Could it be a fault of the society that we live in? The pressure to do well on academic terms have never been higher. It is even more so in Korea, where there is the extra pressure for students to have a good grasp of English. Recent surveys revealed that many people worry that they are losing their jobs due to the recent downturn in the economy; more tellingly, many people believe that their English (or lack of fluency in) will make them first in line to be fired. In Malaysia, the culture of after school tuition, of outperforming others, of getting all As is incredibly high. We, as a society, continue to encourage this. We, as a society, perhaps no longer remember what it's like to be a student. I still feel close enough to my learning days in university (my current programme excepted) that I feel I am able to recall the hardship, but also gain a certain amount of perspective that comes from the distance.

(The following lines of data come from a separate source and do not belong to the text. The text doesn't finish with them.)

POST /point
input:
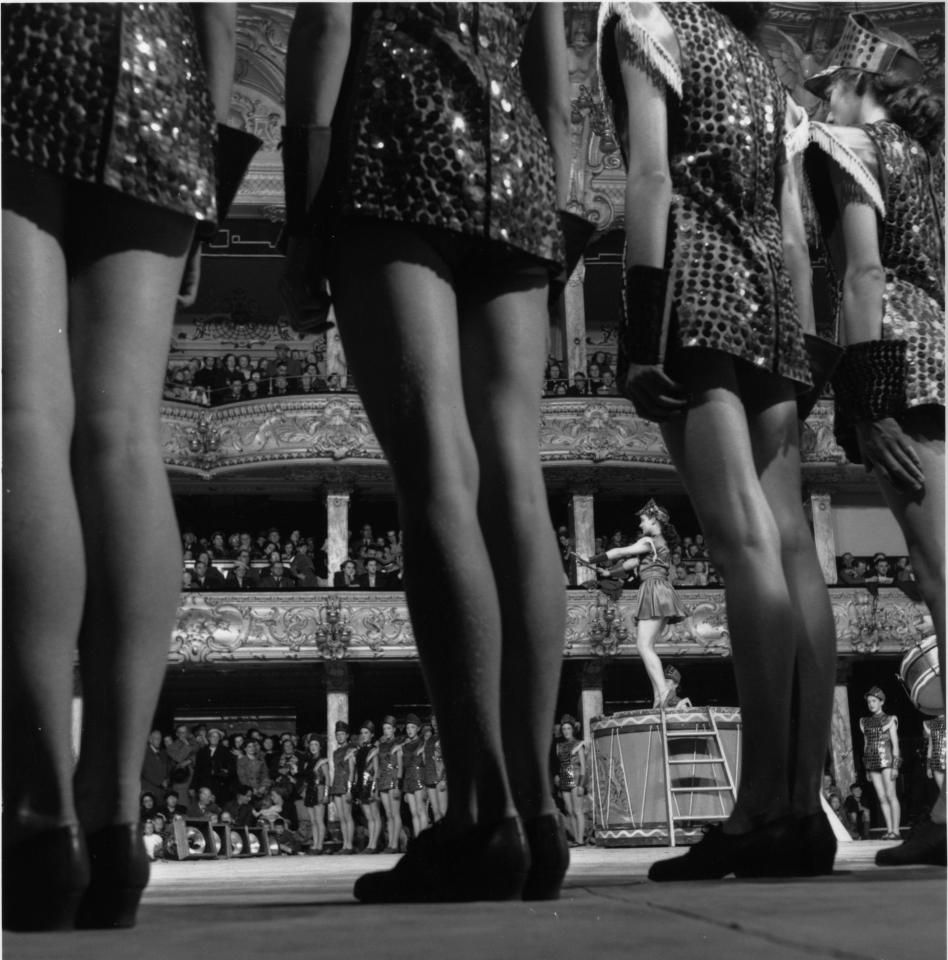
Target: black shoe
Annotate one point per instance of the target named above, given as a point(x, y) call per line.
point(549, 857)
point(485, 863)
point(119, 874)
point(44, 878)
point(772, 850)
point(817, 845)
point(925, 844)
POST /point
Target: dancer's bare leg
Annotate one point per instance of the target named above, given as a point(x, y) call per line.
point(711, 448)
point(39, 508)
point(503, 350)
point(122, 300)
point(398, 317)
point(771, 410)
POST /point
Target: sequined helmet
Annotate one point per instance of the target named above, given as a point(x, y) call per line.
point(866, 47)
point(654, 512)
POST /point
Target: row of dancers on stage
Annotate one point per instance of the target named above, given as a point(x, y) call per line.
point(427, 164)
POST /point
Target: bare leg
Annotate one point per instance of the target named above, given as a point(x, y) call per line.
point(922, 519)
point(503, 349)
point(398, 318)
point(647, 633)
point(39, 509)
point(711, 448)
point(121, 309)
point(878, 783)
point(774, 431)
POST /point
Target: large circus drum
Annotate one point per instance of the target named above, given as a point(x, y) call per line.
point(631, 798)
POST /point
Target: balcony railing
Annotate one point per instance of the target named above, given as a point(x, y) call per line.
point(333, 429)
point(326, 626)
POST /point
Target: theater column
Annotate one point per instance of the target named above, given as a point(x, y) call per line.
point(820, 509)
point(591, 698)
point(569, 329)
point(337, 680)
point(582, 531)
point(337, 527)
point(841, 734)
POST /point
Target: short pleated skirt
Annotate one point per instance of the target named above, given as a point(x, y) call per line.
point(657, 599)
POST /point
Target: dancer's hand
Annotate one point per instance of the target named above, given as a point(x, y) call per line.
point(653, 393)
point(885, 446)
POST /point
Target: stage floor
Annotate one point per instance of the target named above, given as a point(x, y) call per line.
point(302, 907)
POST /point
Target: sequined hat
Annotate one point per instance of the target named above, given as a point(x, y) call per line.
point(654, 512)
point(866, 47)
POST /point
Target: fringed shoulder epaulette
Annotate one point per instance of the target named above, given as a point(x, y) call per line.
point(652, 43)
point(853, 152)
point(796, 135)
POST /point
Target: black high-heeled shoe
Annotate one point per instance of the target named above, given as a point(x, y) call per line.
point(549, 857)
point(771, 850)
point(44, 878)
point(488, 862)
point(119, 874)
point(817, 845)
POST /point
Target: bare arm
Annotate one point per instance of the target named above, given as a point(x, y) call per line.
point(796, 252)
point(216, 24)
point(545, 74)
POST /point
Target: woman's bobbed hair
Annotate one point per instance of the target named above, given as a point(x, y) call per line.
point(915, 107)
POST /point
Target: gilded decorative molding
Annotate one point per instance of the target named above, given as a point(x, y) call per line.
point(341, 626)
point(332, 429)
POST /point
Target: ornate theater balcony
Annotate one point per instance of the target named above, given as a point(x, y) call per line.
point(333, 626)
point(267, 437)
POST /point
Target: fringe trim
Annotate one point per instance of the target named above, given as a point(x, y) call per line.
point(849, 162)
point(656, 58)
point(796, 139)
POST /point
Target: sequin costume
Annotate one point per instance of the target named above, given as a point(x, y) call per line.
point(387, 765)
point(315, 789)
point(887, 169)
point(657, 598)
point(433, 126)
point(570, 771)
point(877, 749)
point(114, 95)
point(340, 773)
point(730, 288)
point(413, 754)
point(935, 728)
point(363, 787)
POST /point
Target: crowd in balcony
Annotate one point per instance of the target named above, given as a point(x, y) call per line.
point(240, 562)
point(597, 380)
point(212, 381)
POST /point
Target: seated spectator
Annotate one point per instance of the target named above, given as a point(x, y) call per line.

I keep up to date with the happenings in Malaysia via the online news portals. One newspaper released the results of the top achieving students for the SPM examinations. These students will inevitably be feted with all sorts of rewards and scholarships that comes with the territory of having their names splashed across the printed journals of the day. In Korea, high school students can even get discounts at some of the shops they frequent if they get good marks.

What happens to those who didn't get their names published? What happens to those who fall into depression just because somebody else's standards weren't met? Why are newspapers once again publishing exam results of not just students, but schools in the newspapers?

Have we forgotten what happened to Subashini?

Do we care about the disconnect between text and context, increasingly unrealistic expectations and pretty good reality as it is? Is this where we, as a society, as human beings, want to be?

"Well," said my friend, "we're here."

I just don't know where 'here' is, where we all are, and whether it's the place where we really, really want to be at.